Poezja współczesna. Pismo literackie i wydawnictwo.

Aleksander Wierny
Wiersze

BĘDZIE JEDZENIE

 

palimy z moim małym synem resztki
z zeszłego roku głównie suche chwasty
to dla niego bardziej zabawa niż praca
nad nami pierwsze ciepłe słońce wiosny

nad nami pierwsze ciepłe słońce wiosny
dla syna to przede wszystkim zabawa
za stodołą urządzimy razem warzywniak
na razie palimy resztki z zeszłego roku

za stodołą urządzimy razem warzywniak
nad nami pierwsze ciepłe słońce wiosny
dorzucam do ognia stare suche chwasty
mój syn depcze nieposłuszne płomienie

mój syn depcze nieposłuszne płomienie
żeby ogień zanadto się nie rozprzestrzenił
to dla niego bardziej zabawa niż praca
ale tylko z warzywniaka będzie jedzenie

 

 

 

CAŁY STRACH

 

już się nie widujemy żeby nie zarażać
nad płotem pojawia się pół przechodnia
przez pół dnia często jeszcze rzadziej
tylko strach jest tu cały przez cały czas

tylko strach jest cały przez cały czas tu
po obydwu stronach płotu ale po mojej
urządzam ogród warzywny przekopuję
wierzę że zrobię wielkie zapasy jedzenia

urządzam ogród warzywny przekopuję
wolno przerzucam ciężką czarną ziemię
szybko odrzucam skojarzenie z grobem
wierzę że zrobię wielkie zapasy spokoju

już się nie widujemy żeby nie zarażać
ale strach jest teraz tylko na zewnątrz
nad płotem przez pół dnia pojawia się
pół przechodnia obronię przed nim ogród

 

 

 

WIELKA NIEDZIELA

 

niewidzialne rośnie to co zasialiśmy
pożywne warzywa pożywienie ważne
w czasie zarazy co niewidzialnie rządzi
życiem ludzi ale nie roślin i zwierząt

otacza nas ogród za nami cała praca,
teraz tylko czekamy i tylko patrzymy
niewidzialnie rośnie to co zasialiśmy
rządzą nami niewidzialne ziarna zarazy

teraz tylko czekamy i tylko patrzymy
bo za płotem biegają dzikie zwierzęta
między nagle rozrośniętymi roślinami
nami rządzą niewidzialne ziarna zarazy

powiesiłaś tybetańskie flagi modlitewne
nad tarasem sąsiedzi wolą wielkanoc
ja nie wiem więc tylko słucham muzyki
a love supreme a love supreme a love

 

 

Aleksander Wierny

 

Aleksander Wierny urodził się i mieszka w Częstochowie, pomieszkuje w Sygontce.

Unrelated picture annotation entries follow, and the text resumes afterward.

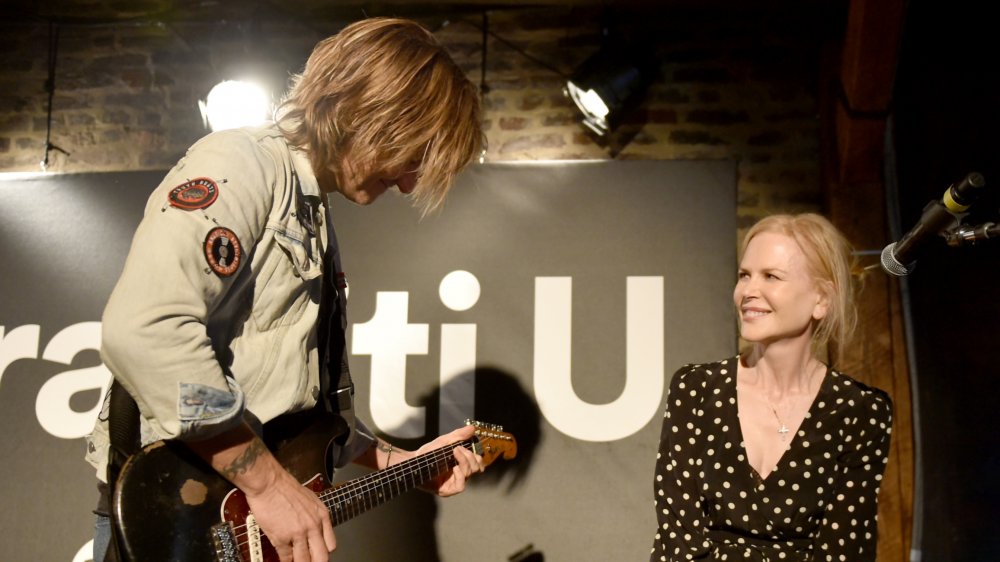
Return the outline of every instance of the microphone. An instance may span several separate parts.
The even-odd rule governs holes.
[[[913,273],[917,254],[935,237],[942,236],[944,230],[955,222],[957,214],[969,210],[979,195],[979,189],[985,184],[983,176],[973,172],[961,182],[949,186],[940,200],[928,203],[917,224],[899,242],[893,242],[882,250],[882,269],[897,277]]]

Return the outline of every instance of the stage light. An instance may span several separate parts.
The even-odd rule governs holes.
[[[219,82],[198,101],[201,116],[213,131],[259,125],[270,117],[271,103],[264,89],[252,82]]]
[[[653,81],[655,60],[642,49],[609,43],[583,62],[566,82],[566,94],[599,137],[610,134],[641,101]]]

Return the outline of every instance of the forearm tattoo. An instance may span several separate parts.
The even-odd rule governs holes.
[[[260,439],[252,439],[250,445],[243,451],[243,454],[233,459],[229,466],[222,469],[222,475],[227,480],[232,480],[235,476],[246,473],[257,459],[267,452],[267,447]]]

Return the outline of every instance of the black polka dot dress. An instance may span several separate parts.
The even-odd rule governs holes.
[[[762,479],[743,447],[738,361],[687,365],[671,380],[650,560],[875,560],[889,397],[827,370],[799,431]]]

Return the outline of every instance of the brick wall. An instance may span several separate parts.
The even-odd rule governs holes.
[[[607,24],[653,45],[660,77],[645,125],[613,157],[732,159],[741,230],[771,212],[818,210],[821,54],[839,41],[836,14],[644,14]],[[422,20],[476,83],[480,14]],[[197,107],[239,57],[269,67],[280,91],[316,41],[342,23],[132,21],[58,28],[53,172],[171,166],[207,131]],[[602,16],[541,8],[489,14],[487,159],[603,159],[563,94],[565,76],[594,52]],[[45,155],[50,28],[0,24],[0,171],[39,171]]]

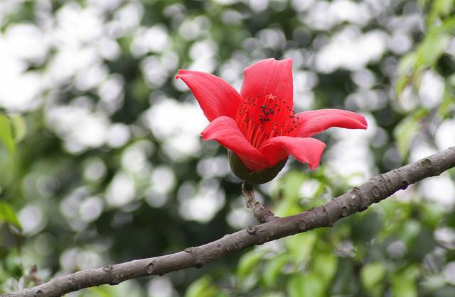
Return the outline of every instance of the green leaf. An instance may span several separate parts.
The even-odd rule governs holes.
[[[405,88],[409,84],[410,81],[410,77],[407,75],[402,75],[398,77],[395,82],[395,96],[397,99],[401,98],[401,94],[403,93]]]
[[[313,271],[323,281],[326,286],[331,282],[338,267],[338,258],[330,251],[318,253],[313,259]]]
[[[22,230],[21,222],[17,218],[13,208],[5,201],[0,201],[0,223],[8,223]]]
[[[209,276],[198,279],[186,290],[185,297],[220,297],[226,296],[212,284],[212,278]]]
[[[419,121],[427,113],[428,111],[421,109],[407,116],[395,127],[393,135],[398,152],[402,159],[406,159],[407,157],[411,142],[420,130]]]
[[[27,123],[23,117],[19,114],[9,116],[9,119],[13,125],[14,131],[14,140],[16,142],[22,141],[27,135]]]
[[[394,297],[416,297],[417,288],[414,279],[418,271],[409,267],[405,271],[395,274],[392,279],[392,291]]]
[[[310,273],[293,276],[288,283],[287,293],[289,297],[322,297],[326,296],[326,289],[319,276]]]
[[[299,265],[302,261],[309,259],[317,239],[315,232],[296,234],[285,239],[287,250],[296,264]]]
[[[245,278],[250,274],[251,271],[255,268],[259,261],[261,261],[265,252],[266,251],[262,250],[253,250],[242,256],[237,269],[237,275],[238,277]]]
[[[360,270],[360,281],[362,285],[369,291],[373,292],[375,288],[385,276],[387,269],[382,263],[368,263]],[[382,292],[380,292],[382,293]]]
[[[431,34],[427,35],[417,50],[419,66],[432,66],[444,53],[450,41],[445,34]]]
[[[282,269],[289,260],[289,254],[282,254],[267,262],[264,269],[262,278],[264,283],[269,287],[273,287],[277,280],[277,277],[282,271]]]
[[[11,155],[14,153],[16,144],[14,143],[11,122],[8,117],[4,114],[0,114],[0,142],[3,142]]]

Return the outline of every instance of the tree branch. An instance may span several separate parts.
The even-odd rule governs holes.
[[[261,204],[255,198],[255,186],[247,181],[242,184],[242,195],[245,198],[247,207],[253,212],[253,215],[259,223],[267,223],[278,218],[273,213]]]
[[[102,268],[76,272],[4,296],[59,296],[83,288],[118,284],[127,279],[164,274],[189,267],[199,268],[245,247],[308,231],[332,226],[339,219],[363,211],[400,189],[455,167],[455,147],[419,161],[380,174],[326,204],[296,215],[269,222],[224,236],[214,242],[182,252]]]

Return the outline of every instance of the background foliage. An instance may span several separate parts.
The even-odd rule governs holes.
[[[322,164],[259,189],[278,215],[455,145],[453,0],[0,2],[0,292],[253,224],[178,68],[238,88],[293,57],[296,111],[362,113]],[[362,214],[163,276],[70,296],[455,296],[452,170]],[[37,266],[35,271],[33,265]]]

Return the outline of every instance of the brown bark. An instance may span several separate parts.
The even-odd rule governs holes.
[[[245,247],[319,227],[332,226],[339,219],[363,211],[370,205],[389,197],[398,190],[406,189],[411,184],[439,175],[454,167],[455,147],[453,147],[380,174],[323,206],[296,215],[270,217],[272,219],[267,223],[248,227],[204,245],[188,247],[181,252],[165,256],[76,272],[4,296],[58,296],[83,288],[102,284],[115,285],[139,276],[163,275],[189,267],[198,268],[238,252]],[[247,189],[246,190],[248,191]]]

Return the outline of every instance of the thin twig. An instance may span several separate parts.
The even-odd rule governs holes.
[[[83,288],[102,284],[114,285],[127,279],[147,275],[163,275],[189,267],[199,268],[245,247],[293,235],[319,227],[328,227],[339,219],[363,211],[426,177],[439,175],[455,167],[455,147],[419,161],[380,174],[359,187],[326,204],[296,215],[279,218],[224,236],[214,242],[165,256],[107,265],[57,277],[34,288],[4,296],[55,297]]]
[[[273,213],[256,200],[255,197],[255,186],[247,181],[242,184],[242,196],[245,198],[247,207],[253,212],[253,215],[259,223],[267,223],[278,218]]]

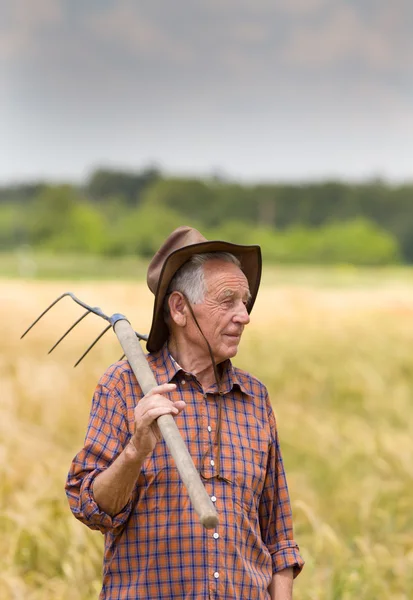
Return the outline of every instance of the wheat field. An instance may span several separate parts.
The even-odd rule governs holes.
[[[98,377],[122,351],[65,291],[147,332],[143,283],[2,280],[0,600],[91,600],[103,538],[71,515],[64,482]],[[306,566],[295,600],[413,598],[413,282],[263,285],[235,363],[269,388]],[[248,599],[246,599],[248,600]]]

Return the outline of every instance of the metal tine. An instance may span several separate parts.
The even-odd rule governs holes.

Absolwent filozofii na Uniwersytecie Wrocławskim. Kiedyś – dziennikarz prasowy i telewizyjny w lokalnych redakcjach, dziś – urzędnik. Wydał prozę gatunkową – kryminały Światło i Teraz, horror Krew i strach oraz autobiograficzną prozę Matka mojego dziecka. W 2019 roku ukazała się jego debiutancka książka poetycka Sygontka. W przygotowaniu tom poezji Częstochowa.